Zona Maco has a general section of galleries who have applied to take part from across the US, Latin America, Europe and of course Mexico. There are plenty of big international players bringing their star names, such as Gagosian with their works by Baselitz and Damien Hirst. New York gallery Almine Rech has brought along playful and inviting sculptures and paintings by artists Justin Adian and Erik Lindman. Of the 20 Mexican galleries, names which stand out are Parque, with their new work by Yoshua Okón, one of the founders of the seminal artist-run La Panadería space in the 90s and House of Gaga, with a solo booth of late-Mexican artist Juan José Gurrola. Maco also provides a strong platform for some of the fantastic galleries that operate in Guadalajara, the city which is in many ways the capital of modern Mexican culture. Páramo is the cream of these Guadalajara galleries, and they are doubly represented, in the general section with works that include paintings by Carolyn Salas and photography by Graciela Iturbide, and in the New Proposals section where they have pieces by promising up-and-coming artists Myeong Soo Kim and Veronika Pausova.

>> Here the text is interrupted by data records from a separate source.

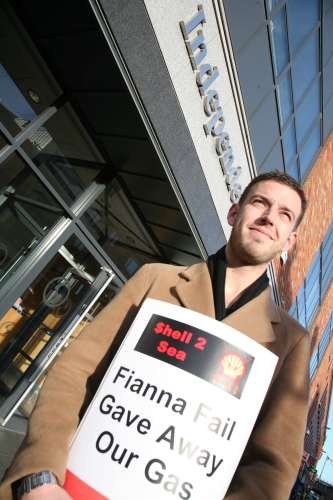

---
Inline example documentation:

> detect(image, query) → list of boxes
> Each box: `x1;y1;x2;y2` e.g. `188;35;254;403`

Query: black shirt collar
209;247;269;321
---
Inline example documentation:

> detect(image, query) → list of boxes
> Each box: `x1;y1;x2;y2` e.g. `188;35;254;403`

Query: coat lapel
223;287;281;343
176;262;215;318
176;262;281;343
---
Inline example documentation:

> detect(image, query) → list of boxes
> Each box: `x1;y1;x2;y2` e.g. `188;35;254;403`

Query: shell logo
221;354;245;379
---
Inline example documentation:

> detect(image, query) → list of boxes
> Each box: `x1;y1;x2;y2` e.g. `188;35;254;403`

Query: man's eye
281;212;291;221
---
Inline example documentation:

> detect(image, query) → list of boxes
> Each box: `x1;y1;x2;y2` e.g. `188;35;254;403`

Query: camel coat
0;262;309;500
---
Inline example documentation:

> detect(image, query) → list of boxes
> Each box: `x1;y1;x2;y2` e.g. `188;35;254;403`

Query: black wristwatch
17;470;59;499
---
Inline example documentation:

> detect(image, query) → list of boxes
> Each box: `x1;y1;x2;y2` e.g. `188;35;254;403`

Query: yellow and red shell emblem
221;354;245;379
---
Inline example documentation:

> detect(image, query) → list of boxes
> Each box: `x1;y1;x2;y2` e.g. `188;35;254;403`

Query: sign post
65;299;277;500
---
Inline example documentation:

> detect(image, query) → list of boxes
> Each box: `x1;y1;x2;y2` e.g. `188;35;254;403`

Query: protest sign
65;299;277;500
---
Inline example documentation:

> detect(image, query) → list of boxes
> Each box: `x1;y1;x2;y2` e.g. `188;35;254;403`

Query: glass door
0;235;121;425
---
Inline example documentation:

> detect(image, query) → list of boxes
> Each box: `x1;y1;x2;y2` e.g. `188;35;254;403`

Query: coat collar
176;262;281;343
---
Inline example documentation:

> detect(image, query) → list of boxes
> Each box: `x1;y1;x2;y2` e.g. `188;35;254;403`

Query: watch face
18;471;58;498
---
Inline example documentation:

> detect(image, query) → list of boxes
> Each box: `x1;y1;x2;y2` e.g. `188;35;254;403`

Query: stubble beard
228;228;279;266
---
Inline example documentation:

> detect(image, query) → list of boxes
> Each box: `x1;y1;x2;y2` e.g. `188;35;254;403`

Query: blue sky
317;394;333;484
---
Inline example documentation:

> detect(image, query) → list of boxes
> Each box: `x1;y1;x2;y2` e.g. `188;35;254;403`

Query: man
1;173;309;500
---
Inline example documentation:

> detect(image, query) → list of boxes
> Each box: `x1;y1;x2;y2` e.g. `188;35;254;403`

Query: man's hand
21;484;72;500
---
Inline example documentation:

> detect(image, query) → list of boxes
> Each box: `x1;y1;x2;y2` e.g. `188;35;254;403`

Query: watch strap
18;470;58;498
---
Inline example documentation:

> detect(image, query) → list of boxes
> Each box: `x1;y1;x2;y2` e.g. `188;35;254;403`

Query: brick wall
275;133;333;309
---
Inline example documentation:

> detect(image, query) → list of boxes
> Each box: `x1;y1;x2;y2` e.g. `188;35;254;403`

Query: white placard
65;299;278;500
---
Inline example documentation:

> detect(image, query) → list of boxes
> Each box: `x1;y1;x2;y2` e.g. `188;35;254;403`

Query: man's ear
227;203;239;226
282;231;297;252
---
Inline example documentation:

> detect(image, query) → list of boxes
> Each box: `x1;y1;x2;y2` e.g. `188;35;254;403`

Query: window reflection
0;153;62;281
82;181;160;277
282;120;296;164
291;31;319;104
287;0;320;53
277;71;293;126
296;80;320;144
299;123;320;181
286;158;300;182
23;106;105;204
0;64;37;135
271;8;289;74
0;232;119;416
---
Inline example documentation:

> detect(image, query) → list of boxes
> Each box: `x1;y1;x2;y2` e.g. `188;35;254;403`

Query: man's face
228;180;302;265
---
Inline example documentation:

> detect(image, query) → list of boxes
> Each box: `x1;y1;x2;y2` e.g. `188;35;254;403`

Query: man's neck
224;245;268;307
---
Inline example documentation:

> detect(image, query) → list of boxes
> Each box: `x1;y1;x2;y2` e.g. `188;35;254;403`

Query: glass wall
223;0;333;183
0;3;201;423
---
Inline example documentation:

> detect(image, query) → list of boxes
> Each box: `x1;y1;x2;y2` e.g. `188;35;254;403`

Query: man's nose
260;207;276;225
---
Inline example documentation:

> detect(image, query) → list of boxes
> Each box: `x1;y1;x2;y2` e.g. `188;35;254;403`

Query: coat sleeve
225;332;310;500
0;265;149;500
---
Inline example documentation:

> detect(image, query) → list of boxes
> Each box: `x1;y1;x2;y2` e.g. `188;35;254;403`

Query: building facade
0;0;333;488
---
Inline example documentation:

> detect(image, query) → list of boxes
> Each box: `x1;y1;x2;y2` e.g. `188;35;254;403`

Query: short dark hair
238;170;308;229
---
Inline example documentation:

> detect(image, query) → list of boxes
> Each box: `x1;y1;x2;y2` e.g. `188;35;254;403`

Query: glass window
318;318;332;363
299;123;320;182
321;224;333;301
23;106;105;204
297;285;306;328
310;349;318;378
289;300;298;319
0;64;37;139
305;252;321;327
291;31;319;104
82;181;160;277
277;71;293;126
0;232;119;417
0;153;62;281
282;120;296;164
0;130;8;149
271;7;289;75
268;0;281;10
287;0;320;52
286;158;300;182
296;80;320;145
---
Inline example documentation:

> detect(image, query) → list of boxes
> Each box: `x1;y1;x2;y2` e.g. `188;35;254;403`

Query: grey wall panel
94;0;225;254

It’s the newer galleries and the fair’s other, younger, sections where things are more interesting. The New Proposals section is invitation only, curated by Humberto Muro. Besides Páramo, other notable New Proposal galleries include New York-based albertz benda and Agustina Ferreyra from Puerto Rico. Thomas Albertz from albertz benda brought along pieces by Ali Silverstein and Lucia Love. He’s excited to be here at his first Zona Maco as “Maco is a dream,” he said “An invitation here could mean being part of the General Section next year.”. Among all the New York galleries, it is good to see participation from across Latin America, including Ferreyra, with their bright colour palette brought by artists Ramiro Chaves and Ulrik Lopez, from Argentina and Mexico respectively.
Material has been given a boost this year from Mexican galleries that have chosen it over Zona Maco. Labor have strong sculptures by Pedro Reyes and mixed media and paintings by Katinka Bock and Jerónimo Elespe. José García Torres’ non-commercial but hugely successful venture – now fully independent since his former backers are now running their own version of Proyectos Monclova without José García Torres – has found its spiritual home in Material. And here the works by Nina Beier, José León Cerillo, and Simon Fujiwara, among others, are the stars of the fair.
Other impressive galleries here are Almanaque, a photography gallery in Mexico City, perhaps the young pretender to Patricia Conde’s crown who has long been the photography gallery in Mexico City, and who is of course showing at Maco, and Marso + Apalazzo who are showing stunning work by Alexandra Sukhareva and other artists.
While at Zona Maco New York gallerists all talk about how international Latin America is, however Texas-based gallerist James Cope from And Now gallery in Dallas argues that it doesn’t feel like “crossing a border” to him. “It’s the same people, the gallerists from New York and LA from the rest of the circuit,” he says. Laura Bartlett from London is here with work by Venezuelan Sol Calero, LA-based Alex Olson and Margo Wolowiec from Detroit. She admits Material wasn’t exactly on her radar, she’s here because she was invited to be on the selection committee. But now she is here she hopes Material and Mexico City will feature more on her map. With Zona Maco as the most visited Latin American fair, all of the Mexican art scene looks to benefit.